It was 6 degrees when I woke up this morning. SIX. These ridiculously frigid temperatures call for comfort food STAT and this cheeseburger pasta fits the bill. It’s not as good as eating an actual cheeseburger in paradise, but it’ll get us through.
It’s reminiscent of the pre-made boxed stuff you get at the store, you know, the one that starts with “hamburger” and ends with “helper.” But this is 1,000 times better and way more delicious! PLUS you aren’t consuming all of the sodium and preservatives that come along with the box stuff.
Growing up, my dad made 5 things: cheeseburgers, spaghetti & meatballs, sloppy joe’s, raviolis and hamburger helper. Oh, and he was also an expert at ordering pizza and even had our local pizza shop on speed dial. So that makes 6 things we ate over & OVER again. It’s safe to say he wasn’t too adventurous when it came to food. To paint you a picture, he only had his first taco/Mexican food experience when I forced him to have a chalupa one afternoon when I was in high school. He was in his fifties at that point and had some how managed to get through life without ever having had a burrito, a taco or an enchilada.
All that being said, I was comforting to know that every Friday when I got to his house, one of the above mentioned dishes would be made that night for dinner. Hamburger Helper is one of those nostalgic childhood foods for me so making this was comforting and almost therapeutic. When I miss my dad, I get though it by doing something he would have loved, be it making one of “his dishes”, taking a walk by the water or watching one of our favorite movies like Dead Poets Society or Cool Hand Luke.
To make this extra cheeseburger-y and as a way of making the recipe a little less terrible for you, I used ground turkey and low-sodium beef broth. The secret ingredient that makes this taste extra “beefy” without actually containing beef is the Worcestershire sauce.

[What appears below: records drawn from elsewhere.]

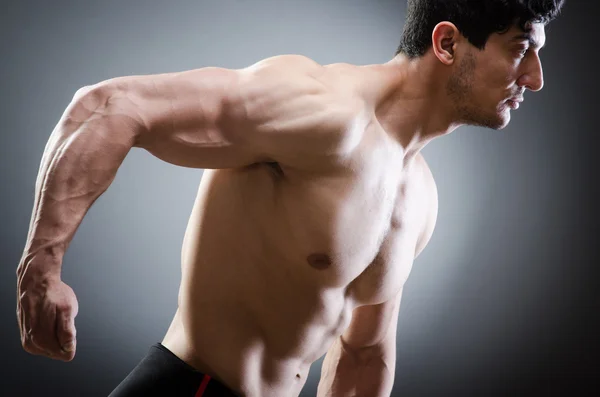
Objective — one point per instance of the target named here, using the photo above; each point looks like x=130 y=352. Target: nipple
x=319 y=261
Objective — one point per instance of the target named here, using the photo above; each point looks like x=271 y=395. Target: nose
x=533 y=77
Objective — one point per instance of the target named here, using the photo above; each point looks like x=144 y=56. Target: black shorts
x=162 y=374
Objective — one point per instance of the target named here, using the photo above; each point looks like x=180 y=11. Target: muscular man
x=314 y=203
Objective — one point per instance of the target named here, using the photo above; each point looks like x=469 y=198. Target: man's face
x=484 y=83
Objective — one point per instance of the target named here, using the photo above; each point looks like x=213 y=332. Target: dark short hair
x=475 y=19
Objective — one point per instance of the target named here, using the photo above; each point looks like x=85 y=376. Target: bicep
x=181 y=116
x=374 y=325
x=224 y=118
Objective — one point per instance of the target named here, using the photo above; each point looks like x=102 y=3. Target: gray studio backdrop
x=490 y=306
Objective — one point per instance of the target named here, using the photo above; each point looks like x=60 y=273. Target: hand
x=46 y=311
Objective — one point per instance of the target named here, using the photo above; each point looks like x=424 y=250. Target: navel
x=319 y=261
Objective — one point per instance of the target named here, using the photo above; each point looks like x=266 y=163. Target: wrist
x=39 y=266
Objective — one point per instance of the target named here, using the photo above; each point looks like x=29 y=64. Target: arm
x=205 y=118
x=362 y=361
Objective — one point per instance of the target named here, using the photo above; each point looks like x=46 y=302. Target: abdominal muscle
x=253 y=313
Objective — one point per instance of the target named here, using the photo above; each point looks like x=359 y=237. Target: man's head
x=489 y=49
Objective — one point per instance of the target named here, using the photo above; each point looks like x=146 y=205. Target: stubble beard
x=460 y=88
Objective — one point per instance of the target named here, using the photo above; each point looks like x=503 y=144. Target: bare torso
x=276 y=257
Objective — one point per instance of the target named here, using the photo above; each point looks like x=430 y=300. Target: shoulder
x=430 y=199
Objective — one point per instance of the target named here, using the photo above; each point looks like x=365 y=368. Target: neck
x=416 y=107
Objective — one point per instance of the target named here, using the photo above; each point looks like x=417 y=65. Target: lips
x=513 y=103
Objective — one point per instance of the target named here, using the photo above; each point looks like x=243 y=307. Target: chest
x=359 y=231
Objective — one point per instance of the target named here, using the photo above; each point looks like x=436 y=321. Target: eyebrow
x=527 y=36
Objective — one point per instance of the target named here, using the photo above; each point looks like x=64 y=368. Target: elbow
x=102 y=103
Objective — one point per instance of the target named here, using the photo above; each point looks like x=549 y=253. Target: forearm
x=79 y=163
x=365 y=372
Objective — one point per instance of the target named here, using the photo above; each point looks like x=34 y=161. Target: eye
x=522 y=51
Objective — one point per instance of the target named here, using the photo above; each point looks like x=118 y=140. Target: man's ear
x=445 y=39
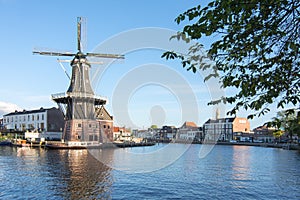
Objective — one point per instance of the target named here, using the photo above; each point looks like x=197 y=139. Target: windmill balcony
x=64 y=97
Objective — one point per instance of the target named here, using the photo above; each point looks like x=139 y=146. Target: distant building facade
x=49 y=121
x=106 y=124
x=167 y=133
x=224 y=129
x=189 y=131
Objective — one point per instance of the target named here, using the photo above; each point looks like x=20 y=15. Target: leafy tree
x=256 y=49
x=153 y=126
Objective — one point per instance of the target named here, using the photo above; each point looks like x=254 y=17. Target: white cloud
x=6 y=107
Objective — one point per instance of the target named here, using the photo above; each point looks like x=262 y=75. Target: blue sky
x=28 y=80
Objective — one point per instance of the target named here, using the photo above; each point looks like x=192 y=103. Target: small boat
x=5 y=143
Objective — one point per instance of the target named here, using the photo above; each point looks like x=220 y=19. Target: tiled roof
x=189 y=124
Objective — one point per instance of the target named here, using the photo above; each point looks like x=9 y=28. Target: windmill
x=78 y=103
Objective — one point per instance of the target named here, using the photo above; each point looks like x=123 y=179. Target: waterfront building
x=189 y=131
x=121 y=134
x=264 y=134
x=1 y=124
x=105 y=121
x=167 y=133
x=48 y=121
x=225 y=129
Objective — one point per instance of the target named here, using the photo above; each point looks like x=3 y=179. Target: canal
x=163 y=171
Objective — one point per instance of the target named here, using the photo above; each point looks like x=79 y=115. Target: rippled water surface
x=227 y=172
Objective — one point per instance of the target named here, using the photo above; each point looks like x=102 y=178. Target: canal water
x=164 y=171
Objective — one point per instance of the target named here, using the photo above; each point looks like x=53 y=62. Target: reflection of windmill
x=79 y=102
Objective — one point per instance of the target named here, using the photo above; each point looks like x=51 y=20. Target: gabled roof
x=102 y=113
x=189 y=124
x=220 y=120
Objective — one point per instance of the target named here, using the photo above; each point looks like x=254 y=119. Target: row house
x=225 y=129
x=167 y=133
x=190 y=132
x=50 y=121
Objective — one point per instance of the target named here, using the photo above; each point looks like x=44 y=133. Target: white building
x=47 y=121
x=224 y=129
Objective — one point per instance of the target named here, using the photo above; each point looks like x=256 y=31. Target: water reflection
x=79 y=175
x=241 y=165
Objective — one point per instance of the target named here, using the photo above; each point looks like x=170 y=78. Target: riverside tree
x=256 y=50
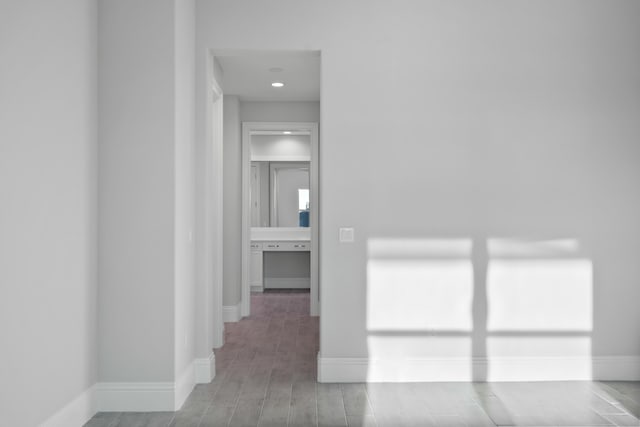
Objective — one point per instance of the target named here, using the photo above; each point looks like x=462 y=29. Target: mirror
x=279 y=193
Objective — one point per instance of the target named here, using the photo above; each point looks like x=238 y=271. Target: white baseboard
x=205 y=369
x=479 y=369
x=231 y=313
x=184 y=385
x=287 y=282
x=135 y=397
x=75 y=413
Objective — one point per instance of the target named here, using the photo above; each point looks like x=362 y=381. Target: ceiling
x=249 y=74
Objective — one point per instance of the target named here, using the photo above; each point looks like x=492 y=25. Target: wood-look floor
x=266 y=376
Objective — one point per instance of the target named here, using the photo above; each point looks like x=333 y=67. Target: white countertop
x=280 y=233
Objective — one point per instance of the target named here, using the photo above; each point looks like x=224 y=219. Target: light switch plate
x=346 y=235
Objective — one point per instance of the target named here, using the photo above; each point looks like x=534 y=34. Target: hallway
x=267 y=377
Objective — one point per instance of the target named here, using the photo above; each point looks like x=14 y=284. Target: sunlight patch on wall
x=549 y=295
x=419 y=285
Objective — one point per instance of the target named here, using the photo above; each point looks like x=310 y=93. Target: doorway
x=284 y=235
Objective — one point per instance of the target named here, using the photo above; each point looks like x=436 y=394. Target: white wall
x=281 y=111
x=280 y=148
x=48 y=145
x=185 y=292
x=466 y=120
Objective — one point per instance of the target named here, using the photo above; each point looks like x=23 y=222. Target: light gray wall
x=137 y=188
x=232 y=215
x=510 y=120
x=48 y=183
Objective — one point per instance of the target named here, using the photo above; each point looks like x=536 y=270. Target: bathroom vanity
x=280 y=258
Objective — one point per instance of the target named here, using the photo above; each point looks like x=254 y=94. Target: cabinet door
x=255 y=278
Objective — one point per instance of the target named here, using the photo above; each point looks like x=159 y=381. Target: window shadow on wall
x=479 y=309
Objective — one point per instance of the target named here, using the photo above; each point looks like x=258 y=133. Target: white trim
x=287 y=282
x=75 y=413
x=231 y=313
x=463 y=369
x=184 y=385
x=205 y=369
x=135 y=397
x=312 y=128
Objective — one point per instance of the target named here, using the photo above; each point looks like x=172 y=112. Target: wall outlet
x=347 y=235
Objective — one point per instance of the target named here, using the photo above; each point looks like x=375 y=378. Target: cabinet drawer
x=287 y=246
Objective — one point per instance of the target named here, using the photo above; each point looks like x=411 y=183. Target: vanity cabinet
x=292 y=254
x=255 y=276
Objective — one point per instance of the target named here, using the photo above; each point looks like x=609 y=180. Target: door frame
x=314 y=179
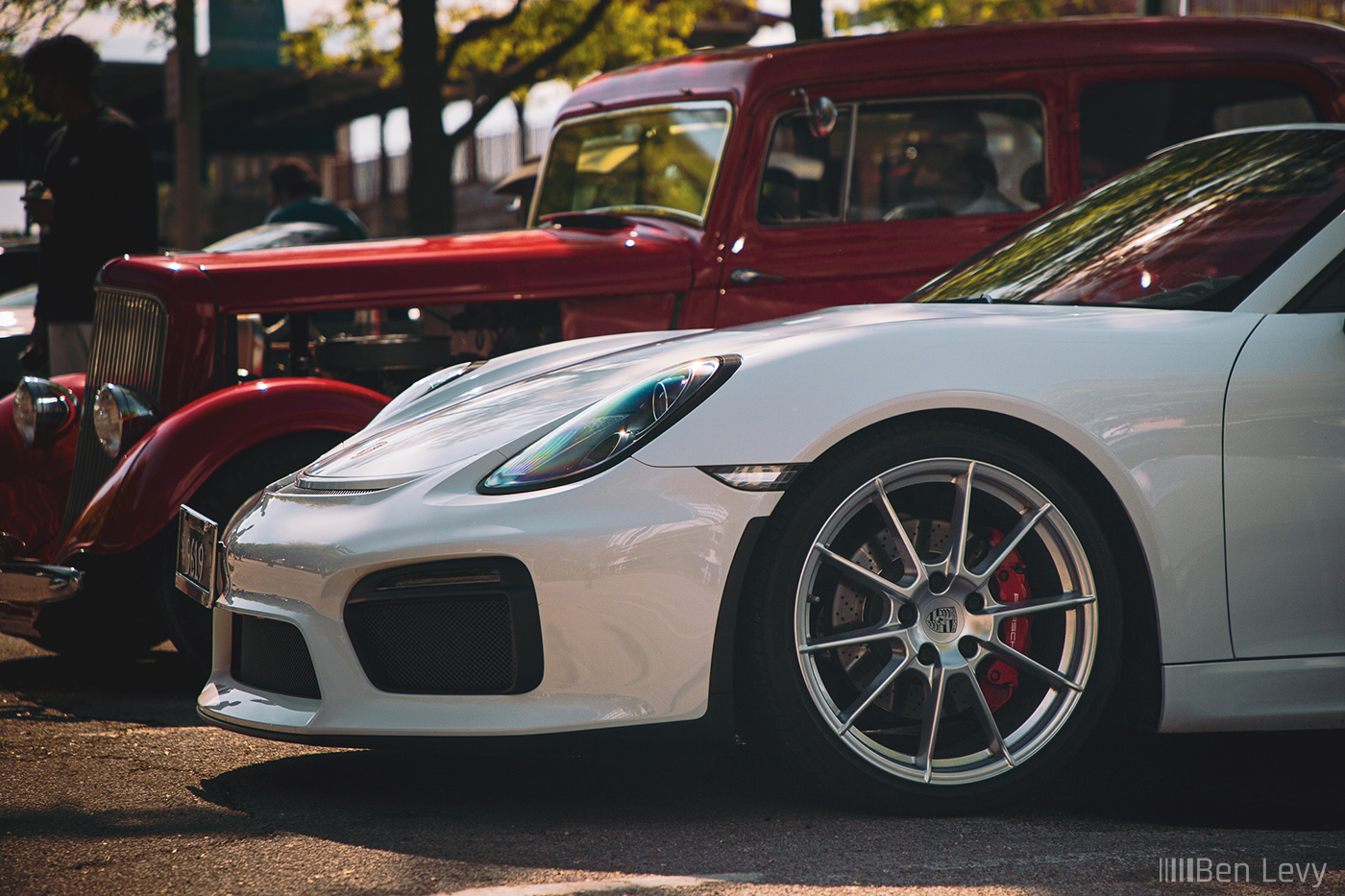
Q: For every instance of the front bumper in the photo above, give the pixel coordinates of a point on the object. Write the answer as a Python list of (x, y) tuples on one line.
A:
[(628, 570), (34, 583)]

Look at those pools of cheese, oh my gosh. Make this now!
- 1 lb ground turkey
- 1 cup onion, diced
- 2 tablespoons garlic, minced
- 2 teaspoons salt
- 1 teaspoon pepper
- 1 teaspoon red chili flakes
- ½ teaspoon cayenne pepper
- 3 tablespoons worcestershire sauce
- 2 tablespoons ketchup
- 4 cups low sodium beef broth
- 16 oz shell pasta
- 3 cups shredded cheddar cheese
- ½ cup milk
- green onion, sliced, to serve
- In a large pot over a medium heat, add ground beef, onions, garlic, salt, pepper, worcestershire sauce, and ketchup. Break up the beef to incorporate the seasonings and cook until browned.
- Pour in the beef broth and bring to a simmer.
- Add the pasta and simmer for 20 minutes or until the pasta is cooked throughout and the broth has cooked down.
- Pour in the milk and cheese. Stir until the cheese has melted.